I went to look at a few carpets, reasoning that it might be a while before I returned and wanted something valuable, permanent, and beautiful to serve as a keepsake of my career in Armenia. I greatly enjoyed visiting the cool rooms off the heavily touristed area around Republic Square and the chance to tell the carpet sellers my story. As always, I was glad to be an Armenian-speaking non-Armenian in these touristy places where English or Russian were more in use. Some good conversations can result that way. And, indeed, one carpet seller and I talked about the carpet museum in Shushi (in Karabakh, now part of Azerbaijan) that I had once had the pleasure to visit and wondered what had become of it. Was it intact, only now with different labels in a different language over the carpets proclaiming a different history and make? Or did the place get reduced to rubble in the effort to take the town. Were those beautiful carpets circulating somewhere on the gray market or is there nothing left of them?

 

When I had visited Shushi, it had seemed as Armenian as anywhere else and now, in just a few years’ time, it’s been taken by Azerbaijan (again). I find it unsettling to think of the hotel where we stayed, the typical stores we stopped into to get water or snacks and the people we chatted with waiting for the marshutka to take us back to Stepanakert. These were all so definitively Armenian even while they may have had a backdrop of a few ruined mosques and a cemetery in the weeds without crosses. I can see how this produces an existential anxiety in Armenians. No one knows the value of land and country like those who have watched it ebb and flow. In the States, for example, it’s unthinkable that Mexico should suddenly claim San Diego and all that’s there should become part of another world. Enough of this sort of thing, and even the center, the cultural heart of the country, would come to feel impermanent and traditions would have to expand enough to cover the loss so that something could remain. 

 

Our visit to the carpet museum in Shushi five years earlier, had been somewhat unremarkable. A somewhat cranky old woman dropped her hoe and opened the locked door for us. When she began to show us the exhibits, however, she began to brighten, it was obvious she enjoyed having a role in relation to this rich history. The main thing I remember is that she complained a lot about the rich in the area saying they were responsible for the woes of the area. I wonder if she still holds them accountable.

 

While I was discussing this with the carpet seller, tourists kept coming in and poking around in their touristy way. My host kept having to attend to their naïve questions in English. I tried not to grumble at their expectation that English would be spoken. There was no sign that said such. “At least learn enough Armenian to ask if English is spoken,” I thought.
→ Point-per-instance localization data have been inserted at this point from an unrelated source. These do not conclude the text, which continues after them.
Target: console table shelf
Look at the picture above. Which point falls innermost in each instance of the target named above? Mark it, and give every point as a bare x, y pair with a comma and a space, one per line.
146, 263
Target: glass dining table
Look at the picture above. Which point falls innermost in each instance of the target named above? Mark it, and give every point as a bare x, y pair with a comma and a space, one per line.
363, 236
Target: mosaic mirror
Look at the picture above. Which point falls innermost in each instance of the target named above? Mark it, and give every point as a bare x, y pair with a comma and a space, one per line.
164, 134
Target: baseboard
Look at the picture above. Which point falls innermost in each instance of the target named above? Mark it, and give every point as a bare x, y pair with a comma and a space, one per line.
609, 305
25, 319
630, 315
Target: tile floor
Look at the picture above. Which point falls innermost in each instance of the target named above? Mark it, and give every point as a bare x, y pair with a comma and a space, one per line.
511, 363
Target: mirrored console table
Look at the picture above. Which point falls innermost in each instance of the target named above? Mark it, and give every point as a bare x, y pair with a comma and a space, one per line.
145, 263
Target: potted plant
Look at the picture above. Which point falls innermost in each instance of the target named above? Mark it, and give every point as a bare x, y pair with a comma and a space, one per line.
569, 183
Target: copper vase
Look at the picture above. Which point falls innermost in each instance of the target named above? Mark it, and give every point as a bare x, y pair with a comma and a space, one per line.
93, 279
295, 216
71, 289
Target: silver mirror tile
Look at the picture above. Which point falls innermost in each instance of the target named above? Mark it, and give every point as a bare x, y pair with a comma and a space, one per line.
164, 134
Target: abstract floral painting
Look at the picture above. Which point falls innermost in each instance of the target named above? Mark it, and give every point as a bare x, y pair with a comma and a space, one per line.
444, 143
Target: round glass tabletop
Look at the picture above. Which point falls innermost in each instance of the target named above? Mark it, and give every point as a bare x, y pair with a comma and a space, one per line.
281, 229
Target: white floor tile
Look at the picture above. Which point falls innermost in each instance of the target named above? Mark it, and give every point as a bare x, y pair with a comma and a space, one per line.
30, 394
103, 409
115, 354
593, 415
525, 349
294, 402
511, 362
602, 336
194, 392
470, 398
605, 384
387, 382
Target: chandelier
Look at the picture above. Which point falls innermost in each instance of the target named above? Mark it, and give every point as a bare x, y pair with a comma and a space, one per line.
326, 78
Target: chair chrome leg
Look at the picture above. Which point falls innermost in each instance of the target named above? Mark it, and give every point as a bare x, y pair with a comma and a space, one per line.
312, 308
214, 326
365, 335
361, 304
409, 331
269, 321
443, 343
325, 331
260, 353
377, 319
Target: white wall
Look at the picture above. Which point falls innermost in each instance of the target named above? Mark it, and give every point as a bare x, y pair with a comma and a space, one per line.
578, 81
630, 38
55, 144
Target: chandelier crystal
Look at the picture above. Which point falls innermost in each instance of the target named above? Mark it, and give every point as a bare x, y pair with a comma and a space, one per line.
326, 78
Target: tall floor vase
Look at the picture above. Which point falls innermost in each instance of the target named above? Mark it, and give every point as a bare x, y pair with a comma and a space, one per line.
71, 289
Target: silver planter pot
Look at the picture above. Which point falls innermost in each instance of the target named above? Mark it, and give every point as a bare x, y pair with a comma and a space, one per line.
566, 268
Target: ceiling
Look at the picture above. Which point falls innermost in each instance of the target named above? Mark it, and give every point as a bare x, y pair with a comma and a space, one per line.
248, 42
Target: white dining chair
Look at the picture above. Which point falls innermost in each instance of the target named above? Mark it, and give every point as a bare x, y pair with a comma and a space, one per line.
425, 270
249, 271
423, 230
But then I remembered my layover in Frankfurt and how I had been just speaking English to people when I’d gotten myself into a predicament at the train station. I really couldn’t hold anything against these people. They were just as out-of-their element, if not more so, than I’d been. They knew very little about Armenia and probably less about carpets. Hell, didn’t know anything about carpets either. However, when we’re foreign, I think we tend to rank ourselves in terms of foreignness. Because I’d lived here before and spoke enough of the language to discuss carpets, I felt my ranking was higher and, therefore, my presence was justified, or more justified than these tourists’ presence. Which, of course, led me back to think about the carpet museum in Shushi. I’m sure each party felt their presence more justified than the other. I decided this was a pretty problematic way of thinking and felt like a jerk for thinking anything about the tourists. Let them come. They would probably spend a lot more money than I was.

 

I left the carpet shop to wander around a bit more; I wasn’t in a hurry to get to Yeghegenadzor. I had more than two full days to be there and very little to do. I figured, for now, I’d stay on in Yerevan poking around at the newness of the city. So many things had been added, cleaned up and refined since I’d first come here. It wasn’t a personable as the rest of the country, but it was distracting as a mall is distracting. There was a lot to potentially buy, even if I wasn’t planning on buying anything. 

    

Later that day, I witnessed something strange. I was waiting at the marshutka stop to go down to Yeghegnadzor. As usual, we were waiting for the van to fill up before leaving and most everyone was milling around. The marshutka stop was just as it had been 12 years prior and, I was surprised that one of the drivers remembered me. When I’d arrived, he’d come up to me and asked, “now where are you wandering to?” I didn’t know him, so I wasn’t sure how to answer then he said. “Aren’t you that guy who wanders all over the place? I remember you.” Indeed I am. Well, I was. Having now both visited and guided I find I don’t feel much compunction to keep wandering. I’m primarily interested in seeing people. Places do nothing to relieve my loneliness and longing for my family, if anything, a beautiful place only makes me wish more keenly that my family were with me to see it. I used to be known for a characteristic I didn’t really exhibit anymore. Given that I’ve been much the same person since my early high school years, I don’t have this feeling too often and I wasn’t sure what to do with it. For example was it a positive or a negative thing that I was no longer very interested in rambling all over the countryside? Had I learned something or exhausted something?

 

Still, I was happy to be welcomed before even reaching Yeghegnadzor. Already, I was back on familiar ground. At this, the furthest reach of Yeghegnadzor, people remembered me. What would it be like to return? Yeghegnadzor, after all, was the place where I’d lived in Armenia. The rest of the country was made up of places I’d passed through, some longer than others. Perhaps returning to Yeghegnadzor would provide a more fecund soil for reflection. Maybe I’d find something there that hadn’t been as obvious elsewhere in Armenia.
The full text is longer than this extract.